# HyCoSy (Hysterosalpingo-contrast-somography)



## miss maternal

I got my letter regarding my HyCosy test which I am dreading as I hate internals after the unnecesary ones during miscarriage 2 years ago.
Its an ultrasound screening of the fallopian tubes and they insert a prob and ultrasound scanner up my vagina so it can get close to the tubes. :shock: Then they pour a sugar solution containing small bubbles of air using a catheter with a balloon which is inflated inside the uterus (ouch) :oops: the balloon seals up the uterus so that when the sugar solution is put in the catheter it can only spill out the fallopian tubes. 

If my tubes are normal the scan will show the moving sugar spilling out the ends but if not then my tubes are blocked.

Has anyone had this done and what is the next stage after this?


----------



## Wobbles

When is your appointment?

Its good you are getting somewhere though :hugs: I'm not up on details but I'm pretty sure IVF is an option.

Ok I Googled & found the follwing:
https://www.besttreatments.co.uk/btuk/conditions/12413.html


----------



## Wobbles

Also found:

If the tube is blocked or if the pressure is high, we then pass down another very fine guidewire and catheter which effectively unblocks the tube.

What is the success rate of the treatment?
This will depend on many factors such as age, duration of infertility, any other problems etc. In approximately 80% of couples we are able to open up at least one tube, and those patients would have a one in three chance of conceiving naturally, conceiving within six months on the whole of the procedure being performed.

https://www.infertilitynetworkuk.com/index.php?option=com_content&task=view&id=61&Itemid=80


----------



## miss maternal

Thanks Wobbles

At least I now know what to expect :shock: 

I got the letter friday so will ring up to make an appointment tomorrow. it said not to have unprotected sex before appointment and we did last night :oops: but I dont think I will be seen until after christmas as I spoke to the secretary to trace my appointment and she told me january. hope its not on my birthday 8th january!


----------



## Wobbles

You want to ask how long before appointment should you be unprotected because if you are like us we just don't like condoms for a temp. solution & the pill was a no no!!


----------



## miss maternal

Well i booked my scan for 4th january. it says to not have unprotected sex after your period up to day 12 so if i dont get my period this month then i wont have it done incase im pregnant. x


----------



## Tam

Ohh good luck hun! :hugs: x


----------



## Wobbles

Good luck hunny - Time she fly its not that long away :hugs:


----------



## sophie

good luck hun :hugs:


----------



## miss maternal

Thanks x :hugs: Have been getting bad pains in my sides yesterday and today so im pretty sure its my tubes!

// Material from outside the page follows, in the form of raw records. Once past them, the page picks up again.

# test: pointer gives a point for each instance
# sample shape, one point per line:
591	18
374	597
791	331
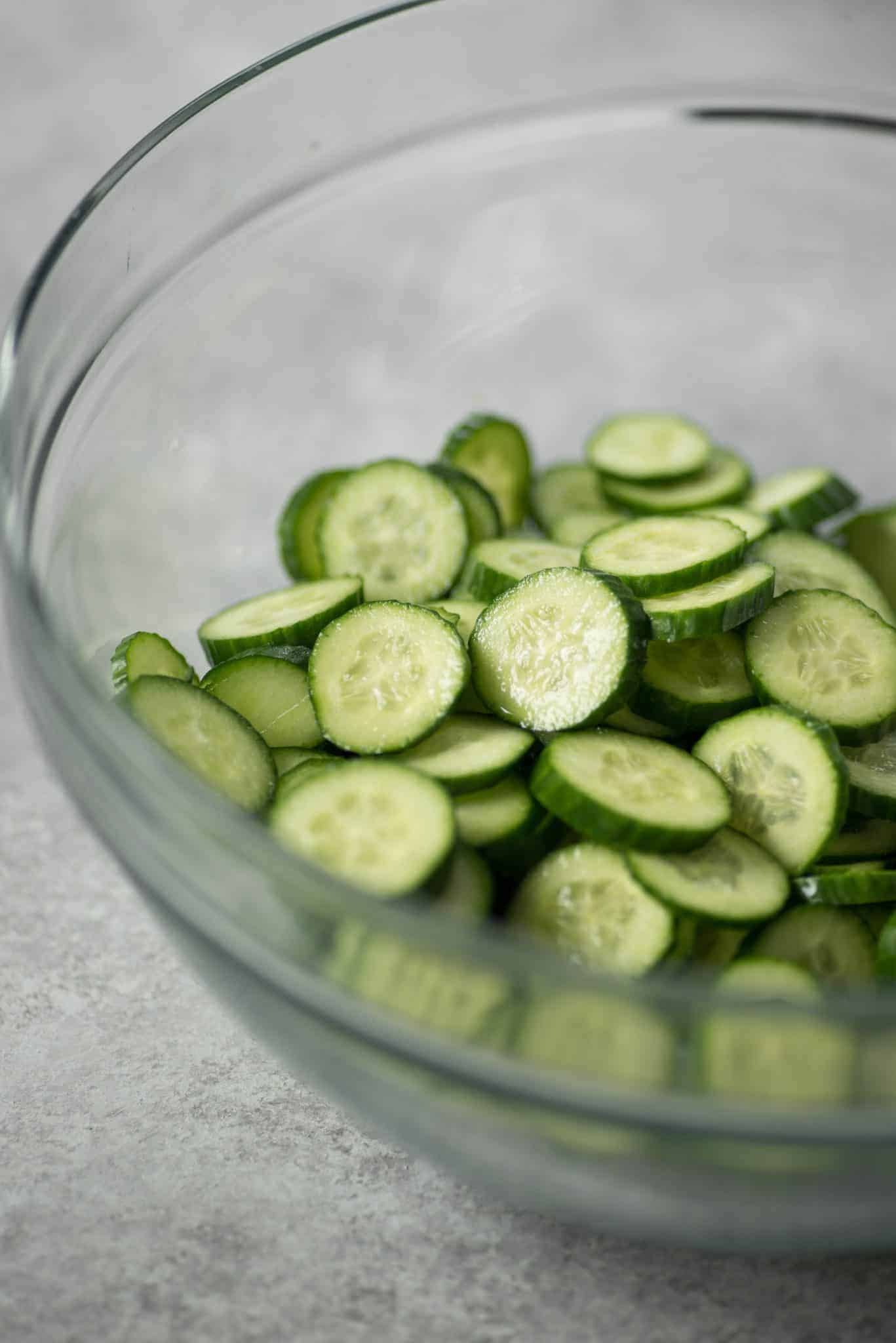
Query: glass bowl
555	211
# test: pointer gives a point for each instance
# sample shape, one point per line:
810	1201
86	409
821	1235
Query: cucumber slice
562	489
468	889
315	761
859	884
290	617
832	944
585	902
285	758
423	988
801	498
723	480
469	751
829	656
385	676
786	778
712	607
871	539
622	1043
774	1057
770	981
718	944
804	562
505	812
146	653
207	736
577	528
754	525
494	567
648	449
496	453
872	778
269	687
730	880
398	527
861	841
886	954
562	649
480	510
297	525
692	684
631	792
625	720
659	555
376	824
467	610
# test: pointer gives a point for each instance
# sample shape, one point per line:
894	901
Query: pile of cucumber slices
633	706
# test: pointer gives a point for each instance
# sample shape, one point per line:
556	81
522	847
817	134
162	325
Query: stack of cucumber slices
631	706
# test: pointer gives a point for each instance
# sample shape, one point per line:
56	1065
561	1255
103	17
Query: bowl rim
115	738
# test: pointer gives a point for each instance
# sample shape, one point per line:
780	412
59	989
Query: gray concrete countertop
161	1177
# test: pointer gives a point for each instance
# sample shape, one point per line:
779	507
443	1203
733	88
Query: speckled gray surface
161	1177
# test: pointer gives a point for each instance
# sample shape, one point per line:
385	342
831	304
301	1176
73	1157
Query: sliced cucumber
430	990
832	944
290	617
856	884
692	684
861	840
577	528
563	488
315	761
286	758
480	510
469	751
494	567
598	1036
829	656
467	611
775	1057
871	539
754	525
786	778
730	880
631	792
718	944
712	607
585	902
376	824
723	480
398	527
560	649
468	889
146	653
872	778
625	720
659	555
207	736
269	687
496	453
801	498
648	448
385	676
297	525
805	562
504	812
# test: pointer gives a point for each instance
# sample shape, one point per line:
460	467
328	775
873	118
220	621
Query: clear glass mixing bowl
549	210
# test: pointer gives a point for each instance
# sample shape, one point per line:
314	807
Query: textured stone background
161	1178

Its a shame cos I had some real fertile cum but was in too much pain to perform :roll: x


----------



## Iwantone!!!

Good luck the time will fly bye


----------



## Helen

miss maternal said:

> Has anyone had this done and what is the next stage after this?

I think it depends what they find. If they find your tubes are ok, then I think they look at whether you are ovulating and possibly clomid. If one or both are blocked then they think about whether they can be unblocked. If they are both blocked and cannot be unblocked then IVF is really the only option.

Good luck, hope time flies to your appointment. :hugs:


----------



## miss maternal

Hi Helen,
Glad to see you are ok and having twins!!! I have sort of given up trying at the moment until i have the scan to find out what is wrong. Although it might be the fact that OH never wants sex :roll: x


----------



## Helen

LOL! Nothing worse than TTC to kill off sex drive.


----------



## miss maternal

Well i went for my test today and the good news is IM OVULATING this month as he showed me my right overy was about to burst on my scan :shock: and the best news is .................. my tubes are not blocked!!!!!!!!!!!!!!!!!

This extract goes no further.